Dans le patio à ciel ouvert d’un hôtel lémanique de luxe, confortablement assis dans un canapé de cuir moelleux, je me délectais d’une vitole de ma marque préférée en regardant les volutes de fumée rejoindre le ciel clair parsemé d’étoiles d’une fulgurance incroyable. Mon esprit vagabondait d’idées en rêvasseries, ne parvenant à accrocher une quelconque réflexion un tant soit peu tangible.

Pour ainsi dire, je flottais çà et là dans un de ces moments d’une rare sérénité dans la vie d’un humain un peu affairé. Peu de choses accaparaient mon attention. Peu le devaient d’ailleurs.

Pourtant, au détour d’une bouffée libérée à l’air libre, mon regard se fixa sur les rideaux de cette imposante façade de verre qui abritait ses clients dans des chambres tout aussi étoilées. Des gens en transit pour un temps défini, une vie qui se tramait, une vie fugace et instantanée. Une vie de nomades argentés prenant leurs marques, rangeant leurs affaires et se préparant à accomplir leur destinée. Un comportement en somme commun qui ne manquait pourtant pas de me subjuguer.

Derrière ces rideaux au coton coloré, les silhouettes allaient et venaient dans un ballet d’ombres chinoises sournoises, mystérieuses et fantasmagoriques.
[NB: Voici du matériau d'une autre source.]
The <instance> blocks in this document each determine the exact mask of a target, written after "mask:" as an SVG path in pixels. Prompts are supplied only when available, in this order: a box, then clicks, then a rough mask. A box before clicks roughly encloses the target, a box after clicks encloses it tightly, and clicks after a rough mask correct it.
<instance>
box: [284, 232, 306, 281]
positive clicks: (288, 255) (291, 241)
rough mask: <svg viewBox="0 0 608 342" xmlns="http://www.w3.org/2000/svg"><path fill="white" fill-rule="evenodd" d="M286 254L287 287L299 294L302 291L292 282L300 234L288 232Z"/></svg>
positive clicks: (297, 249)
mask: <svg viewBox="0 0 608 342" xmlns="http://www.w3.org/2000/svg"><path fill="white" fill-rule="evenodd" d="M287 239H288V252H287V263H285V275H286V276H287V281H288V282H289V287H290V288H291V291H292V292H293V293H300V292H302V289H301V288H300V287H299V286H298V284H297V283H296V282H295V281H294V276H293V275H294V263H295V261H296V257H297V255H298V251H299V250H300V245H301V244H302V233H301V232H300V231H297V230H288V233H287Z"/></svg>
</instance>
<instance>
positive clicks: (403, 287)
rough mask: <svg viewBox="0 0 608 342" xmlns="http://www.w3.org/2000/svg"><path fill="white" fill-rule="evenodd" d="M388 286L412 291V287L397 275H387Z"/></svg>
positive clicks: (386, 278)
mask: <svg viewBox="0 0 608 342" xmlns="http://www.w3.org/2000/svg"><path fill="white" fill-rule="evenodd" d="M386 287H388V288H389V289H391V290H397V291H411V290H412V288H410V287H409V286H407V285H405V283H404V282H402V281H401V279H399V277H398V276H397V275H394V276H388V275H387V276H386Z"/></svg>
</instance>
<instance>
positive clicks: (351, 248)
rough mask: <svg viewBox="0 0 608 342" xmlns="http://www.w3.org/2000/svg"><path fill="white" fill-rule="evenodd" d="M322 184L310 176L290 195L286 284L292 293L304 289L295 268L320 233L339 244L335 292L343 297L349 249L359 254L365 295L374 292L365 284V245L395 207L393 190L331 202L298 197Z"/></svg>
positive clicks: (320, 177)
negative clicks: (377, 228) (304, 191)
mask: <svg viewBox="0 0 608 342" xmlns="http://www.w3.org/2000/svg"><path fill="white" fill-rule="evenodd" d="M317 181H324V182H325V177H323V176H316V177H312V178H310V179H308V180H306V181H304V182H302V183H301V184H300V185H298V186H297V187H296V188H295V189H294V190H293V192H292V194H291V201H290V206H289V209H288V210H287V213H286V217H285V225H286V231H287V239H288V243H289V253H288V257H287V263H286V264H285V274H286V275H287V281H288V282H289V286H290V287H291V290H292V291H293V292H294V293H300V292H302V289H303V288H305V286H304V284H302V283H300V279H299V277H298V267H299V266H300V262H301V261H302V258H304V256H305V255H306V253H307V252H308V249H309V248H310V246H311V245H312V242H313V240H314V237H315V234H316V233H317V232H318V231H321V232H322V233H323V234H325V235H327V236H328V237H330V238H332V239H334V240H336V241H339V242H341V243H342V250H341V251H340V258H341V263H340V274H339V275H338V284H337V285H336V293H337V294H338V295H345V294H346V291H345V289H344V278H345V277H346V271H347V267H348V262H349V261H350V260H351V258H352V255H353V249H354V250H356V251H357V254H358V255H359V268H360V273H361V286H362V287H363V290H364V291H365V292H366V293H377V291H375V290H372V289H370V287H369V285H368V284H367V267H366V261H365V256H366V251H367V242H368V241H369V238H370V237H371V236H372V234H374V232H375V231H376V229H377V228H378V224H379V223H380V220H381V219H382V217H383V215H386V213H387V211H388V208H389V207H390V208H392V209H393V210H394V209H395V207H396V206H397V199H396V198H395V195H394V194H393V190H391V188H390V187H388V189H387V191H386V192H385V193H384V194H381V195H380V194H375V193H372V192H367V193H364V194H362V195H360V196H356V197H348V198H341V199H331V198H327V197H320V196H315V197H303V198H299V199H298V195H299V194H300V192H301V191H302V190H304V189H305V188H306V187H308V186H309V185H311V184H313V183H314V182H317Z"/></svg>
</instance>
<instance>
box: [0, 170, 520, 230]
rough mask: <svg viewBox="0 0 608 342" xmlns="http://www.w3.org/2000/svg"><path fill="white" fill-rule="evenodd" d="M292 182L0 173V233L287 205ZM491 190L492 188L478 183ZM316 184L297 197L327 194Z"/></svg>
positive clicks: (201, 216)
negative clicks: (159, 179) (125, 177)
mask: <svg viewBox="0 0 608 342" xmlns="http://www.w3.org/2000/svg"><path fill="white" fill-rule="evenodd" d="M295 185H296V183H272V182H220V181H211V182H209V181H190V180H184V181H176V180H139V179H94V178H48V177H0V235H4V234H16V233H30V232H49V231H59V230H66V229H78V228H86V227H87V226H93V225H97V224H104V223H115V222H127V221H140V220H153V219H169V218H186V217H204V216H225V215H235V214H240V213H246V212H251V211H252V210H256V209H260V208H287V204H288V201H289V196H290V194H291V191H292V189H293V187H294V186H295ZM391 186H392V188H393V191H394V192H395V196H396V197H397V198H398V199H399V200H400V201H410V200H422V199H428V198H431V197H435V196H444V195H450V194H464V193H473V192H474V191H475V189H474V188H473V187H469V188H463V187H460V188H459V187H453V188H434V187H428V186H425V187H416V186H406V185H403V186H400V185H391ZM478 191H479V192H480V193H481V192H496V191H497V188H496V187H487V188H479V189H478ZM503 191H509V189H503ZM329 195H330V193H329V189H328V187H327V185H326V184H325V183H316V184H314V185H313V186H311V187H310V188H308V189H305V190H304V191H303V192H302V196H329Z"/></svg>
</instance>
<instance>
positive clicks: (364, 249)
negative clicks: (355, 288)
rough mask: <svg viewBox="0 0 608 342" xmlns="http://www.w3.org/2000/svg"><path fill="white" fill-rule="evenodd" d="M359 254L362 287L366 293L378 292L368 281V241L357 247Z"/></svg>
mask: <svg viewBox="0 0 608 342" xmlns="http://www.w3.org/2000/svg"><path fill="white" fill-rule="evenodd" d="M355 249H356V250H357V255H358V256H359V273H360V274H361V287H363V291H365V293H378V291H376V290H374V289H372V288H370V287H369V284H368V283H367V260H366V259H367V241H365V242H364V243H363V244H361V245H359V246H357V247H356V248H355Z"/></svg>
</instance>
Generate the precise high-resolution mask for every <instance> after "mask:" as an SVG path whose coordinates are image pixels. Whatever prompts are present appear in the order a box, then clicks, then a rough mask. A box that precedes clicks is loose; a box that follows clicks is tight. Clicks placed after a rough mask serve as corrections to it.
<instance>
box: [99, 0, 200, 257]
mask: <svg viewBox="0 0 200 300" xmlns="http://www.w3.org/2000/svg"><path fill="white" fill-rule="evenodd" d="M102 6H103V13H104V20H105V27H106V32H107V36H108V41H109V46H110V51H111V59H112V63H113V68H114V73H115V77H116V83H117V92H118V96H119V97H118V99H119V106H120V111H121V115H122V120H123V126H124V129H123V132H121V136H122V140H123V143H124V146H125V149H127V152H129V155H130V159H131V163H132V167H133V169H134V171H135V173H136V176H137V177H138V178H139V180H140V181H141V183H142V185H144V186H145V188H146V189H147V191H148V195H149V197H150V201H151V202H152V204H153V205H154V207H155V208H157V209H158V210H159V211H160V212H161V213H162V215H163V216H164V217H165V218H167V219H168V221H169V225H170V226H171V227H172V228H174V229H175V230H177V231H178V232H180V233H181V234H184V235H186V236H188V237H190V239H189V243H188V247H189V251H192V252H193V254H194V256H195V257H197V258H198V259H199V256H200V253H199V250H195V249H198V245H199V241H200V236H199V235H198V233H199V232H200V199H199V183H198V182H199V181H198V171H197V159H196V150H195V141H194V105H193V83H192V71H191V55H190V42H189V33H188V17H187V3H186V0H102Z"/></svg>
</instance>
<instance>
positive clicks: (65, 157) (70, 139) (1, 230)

Les formes glissaient sur la moquette épaisse, feutrant le bruit de leurs pas.

Qui pouvait bien se cacher dans ces chambres cossues et onéreuses ? Que d’aventures pittoresques ou proprement banales étaient ourdies. Là, à quelques pas de moi, devant mes yeux de voyeur, se déroulaient des scènes impossibles à connaître, mais sûrement passionnantes ou simplement anodines. Je ne pus décrocher mes yeux de ces baies, tentant d’en apercevoir la vie intérieure. Je parcourais les différents étages à la recherche d’une vision plus nette qui m’apprendrait des choses sur les personnes détentrices de la chambre en question.

Improvisé voyeur hôtelier, j’attendais de surprendre tel ou tel. Ai-je voulu imaginer, ou réellement vu des corps somptueux s’entrelacer ? Elle, déesse sublime, maîtresse sensuelle ayant attendu son amant démoniaque plusieurs heures. Lasse de retenir l’envie qui la dévorait et la passion qu’il provoquait chez elle. Cet espace réservé pour abriter leurs ébats et leur union illicite à l’ombre des regards accompagnée de champagne. Ils apparurent furtivement masqués par le tissu suspendu, leurs profils se mélangeant dans une effusion que l’attente avait rendue encore plus passionnelle. Derrière les rideaux, en relief, les deux corps s’entremêlaient en une étreinte langoureuse. Puis ne pouvant plus attendre, ils s’éloignèrent et disparurent probablement vers le lit, laissant la lumière pour mieux regarder leurs corps dénudés, pourtant le grand halo n’offrait plus aucune perspective pour celui que j’étais.

Là, j’ai cru voir une autre histoire insoupçonnée se déployer devant mes yeux écarquillés de curiosité, prêt à comprendre l’indicible. Lui qui, dans un geste nerveux, le regard tendu, écartant les tentures, attendait angoissé son rendez-vous d’affaires qui allait conditionner tout son avenir. S’il réussissait à convaincre les futurs investisseurs venus du froid de l’Est, il pouvait espérer une tout autre vie, une vie plus opulente, plus proche de ses aspirations, plus futile aussi. Mais qu’importe la vacuité de l’existence quand on en a les fruits mûrs ?

Ailleurs, derrière les ouvertures vitrées aux rideaux de taffetas opaques, quelles pouvaient bien être les histoires magiques ou incongrues ? Comment savoir ou saisir la moindre parcelle de vie cachée et protégée pour préserver l’intimité ?

Des centaines d’humains en partance ou en transit, venus chercher quelque chose d’autre, différent de leur ordinaire national. Des personnages qui se croisent sans jamais se parler, courant vers un but précis. Certains y trouvaient leurs marques immédiatement, d’autres frappés par la nostalgie de leur domicile, n’avaient qu’une seule hâte, partir après avoir accompli leur tâche.

Mais toutes ces fenêtres ne me livreraient pas leurs secrets, ni aujourd’hui ni jamais, les inconnues ombrées resteraient le temps de leur apparition un contour noirci par la nuit tombante, sans jamais compromettre leur identité. Leurs galbes imparfaits demeureraient incognitos et ne révéleraient pas la raison de leur présence ni leurs histoires ; mais en définitive, derrière ces rideaux s’y passe ce que vous avez envie qu’il s’y passe.